Мастер и Бенно потягивали в предбаннике пиво, дружески и благосклонно посматривая на тех, кто выбегал из бани прямо на снег.
— Как она мила, из нее выйдет красавица, — заметил Бенно.
— Кто?
— Упаковщица Аннеке, — ответил Бенно. — А как долго она барахтается в снегу, какая у нее грудь! — помолчав, заметил он снова.
— О ком ты говоришь?
— Об упаковщице из твоего отдела! — со злостью воскликнул Бенно.
Мастер усмехнулся.
— Дорогое начальство, вы мои лучшие гости, полезайте-ка на полок, там сегодня градусов 140,— пролепетал Банщик Сассь, покачиваясь, подходя к мастеру.
— Уж лучше я водочки приму, — ответил мастер…
и т. д.
и т. п.
дворец культуры, где на голубой шелковой подушечке порой лежат серебристо поблескивающие ножницы — как и в жизни любого человека, так и в жизни города есть свои счастливые дни — игра слепых в жмурки, или портрет Оскара с министерским портфелем под мышкой — картинки с выставки — долгожданная встреча — уместно ли в придачу к одному счастью желать еще одного?
Оказалось, что это вовсе не простой Дом культуры, а построенный в пятидесятых годах Дворец культуры — с карнизами, балконами, розетками, нишами и прочей бутафорией, и когда Таавет стоял между гигантскими колоннами, с которых пластами отслаивалась краска, будто здание страдало кожной или какой-то другой болезнью, он невольно подумал о том человеке, который предпочитал смотреть телевизор, и о самом красивом в городе доме. И, очевидно, ему с избытком хватило бы тем для размышлений и он мог бы еще долго стоять здесь в раздумье, и тогда бы его не испугала толпа, ломившаяся в Дом культуры, словно в кино или на цирковое представление, но репортер и редактор уже исчезли за дверью; Таавет еще успел скользнуть взглядом по автостоянке, где выстроились сверкающие в лучах весеннего солнца машины. Затем и он нырнул в гардероб, принимающий на хранение шубы, норковые шапки, каракулевые воротники, чернобурки и прочее; высокие, в блестящих золоченых рамах зеркала отражали парчу, кримплен, французский и японский шелк, кружева, накрахмаленные и нейлоновые воротнички, импортные галстуки, простые и бабочкой; мраморные лестницы, покрытые красной ковровой дорожкой, несли наверх югославские, английские, венгерские, финские, итальянские, бельгийские и прочие сапоги и туфли… до тех пор, пока все это великолепие не достигло второго этажа, где по обеим сторонам двери, вход в которую преграждала красная лента, стояли наготове смешанный хор в национальных костюмах и духовой оркестр в пожарных касках, а на подставке для цветов с высокими ножками на голубой шелковой подушечке красовались серебристо поблескивающие ножницы.

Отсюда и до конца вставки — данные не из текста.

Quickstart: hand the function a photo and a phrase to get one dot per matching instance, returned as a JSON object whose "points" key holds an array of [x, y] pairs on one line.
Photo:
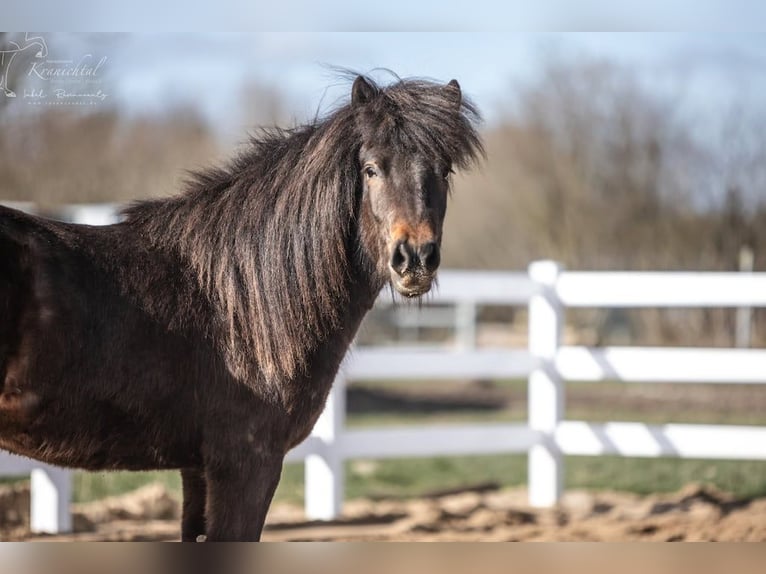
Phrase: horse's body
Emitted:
{"points": [[203, 333]]}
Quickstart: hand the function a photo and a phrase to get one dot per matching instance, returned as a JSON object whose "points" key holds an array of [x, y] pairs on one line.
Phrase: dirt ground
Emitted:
{"points": [[694, 513]]}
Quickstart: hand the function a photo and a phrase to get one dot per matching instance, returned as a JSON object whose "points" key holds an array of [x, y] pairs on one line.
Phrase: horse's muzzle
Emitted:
{"points": [[413, 267]]}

Ошеломленный обилием людей и праздничностью нарядов, слегка осоловевший от выпитого, Таавет был как во сне. Он снял пальто, что-то сказал редактору и вместе со своими спутниками поднялся наверх; перед его глазами мелькали лица людей, он видел, как они шепчутся, смеются, подглядывают. Странное чувство, будто он находится в центре внимания собравшихся здесь, привело Таавета в замешательство, но затем он сообразил, что смотрят на репортера, чье лицо, очевидно, многим знакомо, и все равно это не заглушило внутренней тревоги, напротив, он стал как бы участником зрелища, которое его не касалось, не имел логического представления о происходящем, и, что хуже всего, он полагал, что на целом свете лишь он один проявляет интерес к очаровательной провинциальной поэтессе, а теперь оказывается, что это вовсе не так…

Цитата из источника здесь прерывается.